Do valor do auxílio emergencial calculado em dólares (seria de quase US$ 1.000, (equivalentes a mais de R$ 5,2 mil ), à acusação de que povos indígenas e caboclos haviam sido responsáveis pelas queimadas no Pantanal e na Amazônia – que tampouco seriam tão grandes quanto se noticia -, foram, pelo menos, sete mentiras comprovadas em seu discurso.
James Onnig, professor de Relações Internacionais da Faculdade de Campinas (Facamp) e de cursos preparatórios para carreira diplomática no Itamaraty, assim resume o discurso de Bolsonaro: “Há alguns anos, era fácil entender que o discurso formulado pela nossa diplomacia era marcado por questões de Estado, assuntos globais abordados sob o ponto de vista brasileiro. Dessa vez, o que a gente assistiu, infelizmente, foi uma colcha de retalhos mal feita, repleta de inverdades”.
O discurso da China
Adotando uma postura de certa forma diferente da tradição diplomática chinesa, disse que “a Organização das Nações Unidas, a organização intergovernamental mais universal, representativa e autorizada, deve desempenhar um papel central na governança mundial”.
Defendeu o multilateralismo: “A China seguirá o caminho do multilateralismo, protegerá a Carta da Organização das Nações Unidas e os princípios relacionados e apoiará um papel mais amplo do organismo mundial na manutenção da paz mundial e no avanço do desenvolvimento comum.”
É certo que a China amplia ano a ano a presença de seus capitais e suas empresas em mercados em desenvolvimento no mundo todo, muitos deles tradicionalmente inseridos em áreas de influência da Europa e dos EUA. A defesa do multilateralismo em detrimento do clima de guerra fria no mundo é congruente com esses interesses econômicos.
Em relação a Donald Trump e aos Estados Unidos, o líder chinês sequer citou o nome do mandatário ou da nação.

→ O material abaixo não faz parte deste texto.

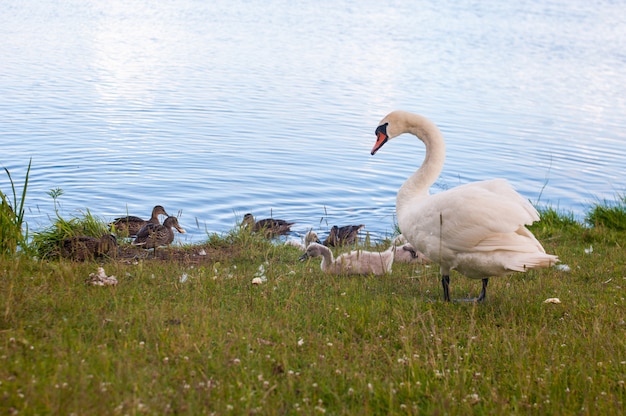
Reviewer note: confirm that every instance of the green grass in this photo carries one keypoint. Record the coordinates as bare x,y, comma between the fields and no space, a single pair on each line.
309,343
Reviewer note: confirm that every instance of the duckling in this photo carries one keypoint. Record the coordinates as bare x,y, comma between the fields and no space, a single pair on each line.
157,235
130,225
83,247
270,227
354,262
340,236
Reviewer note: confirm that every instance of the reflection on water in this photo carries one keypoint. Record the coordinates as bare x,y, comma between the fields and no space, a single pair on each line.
215,110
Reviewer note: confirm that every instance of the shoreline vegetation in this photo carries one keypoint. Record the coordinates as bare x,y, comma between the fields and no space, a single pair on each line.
188,332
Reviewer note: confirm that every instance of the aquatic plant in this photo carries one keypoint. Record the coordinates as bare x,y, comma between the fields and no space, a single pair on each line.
12,218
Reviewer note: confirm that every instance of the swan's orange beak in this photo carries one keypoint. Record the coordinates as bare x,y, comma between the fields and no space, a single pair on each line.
381,138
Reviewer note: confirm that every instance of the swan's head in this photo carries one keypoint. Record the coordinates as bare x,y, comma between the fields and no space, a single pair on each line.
389,127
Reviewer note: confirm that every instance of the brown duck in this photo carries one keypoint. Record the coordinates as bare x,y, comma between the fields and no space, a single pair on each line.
342,236
157,235
270,227
83,247
130,225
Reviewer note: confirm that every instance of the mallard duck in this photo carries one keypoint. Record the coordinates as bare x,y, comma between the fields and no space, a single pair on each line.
157,235
130,225
270,227
341,236
83,247
309,237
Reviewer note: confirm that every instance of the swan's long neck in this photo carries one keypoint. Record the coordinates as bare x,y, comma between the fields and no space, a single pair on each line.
418,184
327,258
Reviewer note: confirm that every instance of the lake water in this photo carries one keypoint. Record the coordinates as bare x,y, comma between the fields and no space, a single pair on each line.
214,109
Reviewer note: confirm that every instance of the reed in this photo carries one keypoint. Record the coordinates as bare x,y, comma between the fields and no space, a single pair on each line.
12,233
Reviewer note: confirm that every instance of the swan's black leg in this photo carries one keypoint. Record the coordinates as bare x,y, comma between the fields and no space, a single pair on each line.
483,292
445,282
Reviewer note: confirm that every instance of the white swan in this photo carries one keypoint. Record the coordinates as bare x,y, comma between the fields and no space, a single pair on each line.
406,253
354,262
477,229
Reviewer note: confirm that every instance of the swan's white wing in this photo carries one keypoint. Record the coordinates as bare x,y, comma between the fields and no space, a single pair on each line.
481,216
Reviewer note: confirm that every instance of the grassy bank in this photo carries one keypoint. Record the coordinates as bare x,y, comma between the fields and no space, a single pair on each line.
192,335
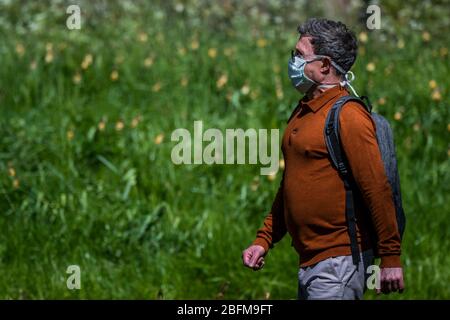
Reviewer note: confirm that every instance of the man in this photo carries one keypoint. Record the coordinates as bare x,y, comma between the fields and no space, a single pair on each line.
310,203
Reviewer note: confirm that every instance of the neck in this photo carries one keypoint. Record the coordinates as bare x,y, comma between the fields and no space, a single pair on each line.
316,91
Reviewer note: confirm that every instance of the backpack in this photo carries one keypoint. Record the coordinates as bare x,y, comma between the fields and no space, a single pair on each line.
386,145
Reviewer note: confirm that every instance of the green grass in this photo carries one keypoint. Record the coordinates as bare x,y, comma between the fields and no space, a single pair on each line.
112,202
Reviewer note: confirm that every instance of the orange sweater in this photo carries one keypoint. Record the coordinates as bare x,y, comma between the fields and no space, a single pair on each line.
310,203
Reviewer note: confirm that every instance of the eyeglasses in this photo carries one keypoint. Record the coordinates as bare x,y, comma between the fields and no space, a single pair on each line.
295,53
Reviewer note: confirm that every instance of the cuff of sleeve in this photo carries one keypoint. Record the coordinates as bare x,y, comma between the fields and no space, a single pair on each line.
392,261
261,242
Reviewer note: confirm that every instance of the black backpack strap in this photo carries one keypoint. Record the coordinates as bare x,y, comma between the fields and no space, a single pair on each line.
332,141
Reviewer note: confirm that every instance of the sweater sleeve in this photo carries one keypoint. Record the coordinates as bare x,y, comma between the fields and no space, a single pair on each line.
274,227
359,142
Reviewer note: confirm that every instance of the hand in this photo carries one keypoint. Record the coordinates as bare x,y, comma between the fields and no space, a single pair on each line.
253,257
391,280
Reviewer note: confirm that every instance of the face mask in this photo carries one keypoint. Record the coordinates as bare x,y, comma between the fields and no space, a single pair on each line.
296,72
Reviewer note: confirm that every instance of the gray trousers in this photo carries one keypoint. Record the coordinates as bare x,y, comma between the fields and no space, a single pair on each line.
335,278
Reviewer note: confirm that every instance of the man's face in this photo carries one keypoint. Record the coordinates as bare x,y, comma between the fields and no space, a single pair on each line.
313,70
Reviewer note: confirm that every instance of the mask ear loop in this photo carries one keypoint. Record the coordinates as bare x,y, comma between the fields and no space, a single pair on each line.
349,77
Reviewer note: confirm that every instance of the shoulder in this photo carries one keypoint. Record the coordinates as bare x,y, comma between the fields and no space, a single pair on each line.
354,115
353,109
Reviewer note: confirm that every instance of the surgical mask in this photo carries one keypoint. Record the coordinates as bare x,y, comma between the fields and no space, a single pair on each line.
296,72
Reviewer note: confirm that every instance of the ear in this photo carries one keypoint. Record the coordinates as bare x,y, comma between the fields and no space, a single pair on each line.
326,65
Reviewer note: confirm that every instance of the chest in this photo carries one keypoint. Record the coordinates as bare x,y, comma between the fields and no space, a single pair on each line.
304,135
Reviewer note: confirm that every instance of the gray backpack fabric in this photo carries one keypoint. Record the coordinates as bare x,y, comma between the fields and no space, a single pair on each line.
385,140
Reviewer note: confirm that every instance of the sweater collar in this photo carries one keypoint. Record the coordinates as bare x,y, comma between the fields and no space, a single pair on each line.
318,102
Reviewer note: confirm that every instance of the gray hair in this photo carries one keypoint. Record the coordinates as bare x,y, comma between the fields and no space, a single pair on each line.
332,39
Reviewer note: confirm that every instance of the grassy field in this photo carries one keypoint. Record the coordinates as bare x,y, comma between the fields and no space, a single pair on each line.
86,176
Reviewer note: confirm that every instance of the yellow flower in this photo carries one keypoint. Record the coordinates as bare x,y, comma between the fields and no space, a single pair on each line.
119,125
148,62
426,36
276,68
142,37
182,51
254,94
12,172
255,184
363,37
279,92
49,57
436,95
159,138
222,81
281,164
432,84
101,125
245,89
156,87
87,61
370,67
20,49
76,78
119,59
272,176
194,44
261,43
184,81
70,135
228,51
135,121
212,53
33,65
362,51
114,75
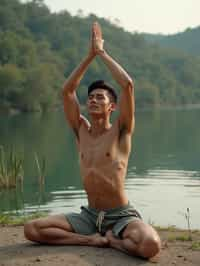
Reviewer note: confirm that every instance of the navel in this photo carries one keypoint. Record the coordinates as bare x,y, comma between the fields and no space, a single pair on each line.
107,154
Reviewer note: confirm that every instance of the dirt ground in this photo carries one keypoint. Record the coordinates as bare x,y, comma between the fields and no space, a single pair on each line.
15,250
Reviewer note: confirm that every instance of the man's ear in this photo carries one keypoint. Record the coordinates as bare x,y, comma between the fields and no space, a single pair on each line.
113,106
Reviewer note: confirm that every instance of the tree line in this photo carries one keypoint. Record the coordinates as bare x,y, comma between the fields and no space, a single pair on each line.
39,49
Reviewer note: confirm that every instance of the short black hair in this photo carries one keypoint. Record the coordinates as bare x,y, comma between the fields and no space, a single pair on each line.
100,84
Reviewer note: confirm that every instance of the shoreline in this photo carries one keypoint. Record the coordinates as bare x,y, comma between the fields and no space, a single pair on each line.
16,250
14,111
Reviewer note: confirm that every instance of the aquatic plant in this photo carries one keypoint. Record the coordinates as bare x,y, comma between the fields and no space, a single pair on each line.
41,167
187,217
11,169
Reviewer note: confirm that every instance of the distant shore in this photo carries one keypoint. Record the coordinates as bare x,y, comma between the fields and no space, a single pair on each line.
14,111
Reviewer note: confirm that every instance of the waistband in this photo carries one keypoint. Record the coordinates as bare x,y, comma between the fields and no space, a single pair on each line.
110,210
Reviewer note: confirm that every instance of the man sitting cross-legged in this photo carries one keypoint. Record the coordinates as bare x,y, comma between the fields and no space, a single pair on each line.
104,149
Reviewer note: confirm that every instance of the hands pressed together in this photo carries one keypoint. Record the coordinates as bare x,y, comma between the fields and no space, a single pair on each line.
97,42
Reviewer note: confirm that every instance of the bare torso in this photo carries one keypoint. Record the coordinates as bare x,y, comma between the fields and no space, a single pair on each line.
103,164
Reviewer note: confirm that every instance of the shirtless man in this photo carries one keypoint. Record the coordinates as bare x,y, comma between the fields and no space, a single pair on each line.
109,219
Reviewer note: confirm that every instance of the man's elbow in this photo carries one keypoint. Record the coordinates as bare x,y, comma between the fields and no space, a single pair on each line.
130,83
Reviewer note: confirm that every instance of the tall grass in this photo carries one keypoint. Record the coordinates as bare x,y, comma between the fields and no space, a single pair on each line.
11,169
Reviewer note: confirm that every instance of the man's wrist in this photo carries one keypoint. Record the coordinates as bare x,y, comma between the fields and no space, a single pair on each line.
101,52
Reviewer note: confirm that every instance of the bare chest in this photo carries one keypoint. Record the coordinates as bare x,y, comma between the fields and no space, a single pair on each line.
100,150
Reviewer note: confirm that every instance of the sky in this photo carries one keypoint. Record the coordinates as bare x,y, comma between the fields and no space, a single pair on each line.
152,16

Mas pediu respeito e educação no trato entre Estados e líderes mundiais.
“A China não tem a intenção de travar uma guerra fria ou quente com nenhum país. Continuaremos a reduzir as diferenças e resolver disputas com outros [países] por meio do diálogo e da negociação. É natural que os países tenham pontos de discordância, mas que devem procurar o diálogo.”
Segundo o professor Romano, o posicionamento chinês tem um objetivo claro: “A China vem, há certo tempo, tentando ocupar um vácuo que os Estados Unidos deixaram no mundo ao se retirar do papel de liderança no multilateralismo, de líder do planeta”, diz o especialista. “Com isso, desejam se aproveitar desse vácuo para colocarem eles mesmos no papel da busca de soluções coletivas. Suas falas (de Ji Xinping) são nesse sentido, de parceria com a ONU, promotora do desenvolvimento multilateral. Evidentemente, (o discurso) faz parte de suas estratégia e da defesa de seus interesses.”

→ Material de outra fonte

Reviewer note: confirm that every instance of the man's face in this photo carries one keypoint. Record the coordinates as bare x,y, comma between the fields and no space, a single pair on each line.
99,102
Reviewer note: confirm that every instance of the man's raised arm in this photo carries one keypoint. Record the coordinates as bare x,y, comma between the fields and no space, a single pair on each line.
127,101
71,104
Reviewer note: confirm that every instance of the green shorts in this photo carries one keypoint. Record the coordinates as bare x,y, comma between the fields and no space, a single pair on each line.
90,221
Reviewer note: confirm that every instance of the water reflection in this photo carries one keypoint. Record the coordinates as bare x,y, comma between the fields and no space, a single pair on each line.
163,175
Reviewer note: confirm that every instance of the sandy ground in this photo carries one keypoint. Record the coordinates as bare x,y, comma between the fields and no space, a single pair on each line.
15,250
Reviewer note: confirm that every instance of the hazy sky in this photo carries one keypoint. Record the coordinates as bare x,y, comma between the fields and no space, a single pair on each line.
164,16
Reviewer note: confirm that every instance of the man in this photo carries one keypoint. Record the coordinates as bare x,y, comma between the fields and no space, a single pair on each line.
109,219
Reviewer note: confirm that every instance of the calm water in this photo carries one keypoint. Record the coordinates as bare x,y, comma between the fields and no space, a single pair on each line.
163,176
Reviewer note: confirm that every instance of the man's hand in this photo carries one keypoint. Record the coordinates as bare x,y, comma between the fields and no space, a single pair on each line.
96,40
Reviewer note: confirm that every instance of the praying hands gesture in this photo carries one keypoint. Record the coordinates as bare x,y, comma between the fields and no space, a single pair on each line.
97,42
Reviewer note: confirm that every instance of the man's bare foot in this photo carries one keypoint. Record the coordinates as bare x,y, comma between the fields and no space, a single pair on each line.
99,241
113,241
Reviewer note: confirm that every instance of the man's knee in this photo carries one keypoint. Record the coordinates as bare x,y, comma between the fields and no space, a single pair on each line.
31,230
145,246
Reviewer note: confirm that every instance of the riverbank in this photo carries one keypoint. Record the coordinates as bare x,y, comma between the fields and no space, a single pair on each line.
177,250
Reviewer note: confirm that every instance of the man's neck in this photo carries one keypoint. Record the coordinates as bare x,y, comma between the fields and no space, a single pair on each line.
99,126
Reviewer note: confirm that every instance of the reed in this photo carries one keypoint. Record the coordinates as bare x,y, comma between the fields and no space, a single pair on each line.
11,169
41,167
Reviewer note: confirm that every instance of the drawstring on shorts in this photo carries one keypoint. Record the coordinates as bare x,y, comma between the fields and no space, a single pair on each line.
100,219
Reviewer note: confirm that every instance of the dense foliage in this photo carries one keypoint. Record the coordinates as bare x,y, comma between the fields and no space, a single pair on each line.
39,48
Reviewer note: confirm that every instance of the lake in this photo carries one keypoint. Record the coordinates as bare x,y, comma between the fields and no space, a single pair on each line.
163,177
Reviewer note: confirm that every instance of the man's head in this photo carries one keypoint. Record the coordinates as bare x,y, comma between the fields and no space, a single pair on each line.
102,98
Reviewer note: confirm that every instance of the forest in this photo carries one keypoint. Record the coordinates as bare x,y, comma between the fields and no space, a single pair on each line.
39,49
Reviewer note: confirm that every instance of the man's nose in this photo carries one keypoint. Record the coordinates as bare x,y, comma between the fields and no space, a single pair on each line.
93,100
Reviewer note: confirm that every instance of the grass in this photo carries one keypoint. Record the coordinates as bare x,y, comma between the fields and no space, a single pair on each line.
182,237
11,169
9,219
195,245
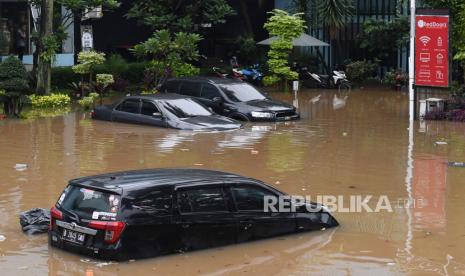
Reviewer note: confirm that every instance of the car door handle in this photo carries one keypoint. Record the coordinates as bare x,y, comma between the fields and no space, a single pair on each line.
246,224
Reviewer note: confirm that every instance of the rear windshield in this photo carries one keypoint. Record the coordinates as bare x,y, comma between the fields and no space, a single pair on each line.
184,108
89,204
242,92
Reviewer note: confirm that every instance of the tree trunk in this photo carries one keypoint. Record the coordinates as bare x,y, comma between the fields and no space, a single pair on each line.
46,30
77,33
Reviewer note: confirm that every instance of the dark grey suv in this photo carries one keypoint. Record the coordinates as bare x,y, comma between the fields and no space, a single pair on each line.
232,98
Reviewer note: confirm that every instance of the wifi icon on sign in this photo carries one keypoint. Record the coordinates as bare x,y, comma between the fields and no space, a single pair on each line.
425,39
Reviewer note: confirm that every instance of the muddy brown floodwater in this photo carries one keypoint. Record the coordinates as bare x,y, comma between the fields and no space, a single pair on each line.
343,146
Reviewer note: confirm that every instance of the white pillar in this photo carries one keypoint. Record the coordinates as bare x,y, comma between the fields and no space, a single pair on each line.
411,60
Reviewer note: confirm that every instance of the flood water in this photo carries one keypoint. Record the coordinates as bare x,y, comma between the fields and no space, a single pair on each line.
359,145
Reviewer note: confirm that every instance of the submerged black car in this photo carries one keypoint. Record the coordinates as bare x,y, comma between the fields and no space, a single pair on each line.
164,110
233,98
146,213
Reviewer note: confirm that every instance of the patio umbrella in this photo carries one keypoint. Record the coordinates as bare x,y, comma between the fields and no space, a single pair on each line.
304,40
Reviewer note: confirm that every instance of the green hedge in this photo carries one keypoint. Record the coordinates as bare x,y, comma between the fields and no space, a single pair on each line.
62,77
132,72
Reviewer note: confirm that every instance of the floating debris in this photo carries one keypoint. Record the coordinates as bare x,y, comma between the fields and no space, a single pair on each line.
21,167
456,164
315,99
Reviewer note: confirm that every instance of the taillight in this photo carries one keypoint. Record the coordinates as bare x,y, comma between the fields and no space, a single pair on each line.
54,214
113,229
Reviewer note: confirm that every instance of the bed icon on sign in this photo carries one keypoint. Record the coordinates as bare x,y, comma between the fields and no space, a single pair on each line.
439,58
425,57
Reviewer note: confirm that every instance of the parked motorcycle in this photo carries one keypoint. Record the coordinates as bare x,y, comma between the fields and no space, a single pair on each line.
235,73
338,79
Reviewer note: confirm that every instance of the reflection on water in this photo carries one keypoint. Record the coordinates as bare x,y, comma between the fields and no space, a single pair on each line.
352,144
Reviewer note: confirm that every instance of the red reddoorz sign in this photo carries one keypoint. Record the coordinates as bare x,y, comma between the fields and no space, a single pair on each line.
432,50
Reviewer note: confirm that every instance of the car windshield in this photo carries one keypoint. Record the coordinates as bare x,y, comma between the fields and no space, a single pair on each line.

Na quarta-feira, o presidente da Venezuela, Nicolás Maduro atribuiu em seu discurso a crise venezuelana à administração de Donald Trump e pediu o fim das sanções a seu país. Em seu pronunciamento, louvou sua gestão da pandemia e afirmou que a emigração em massa de venezuelanos se dá por razões econômicas.
Para o professor James Onnig, muito embora não se ignore problemas internos venezuelanos, “o bloqueio econômico imposto pelos EUA levou ao sucateamento da indústria petrolífera de uma nação que possui as maiores reservas do mundo, ao ponto de o país ter de importar combustível do Irã.”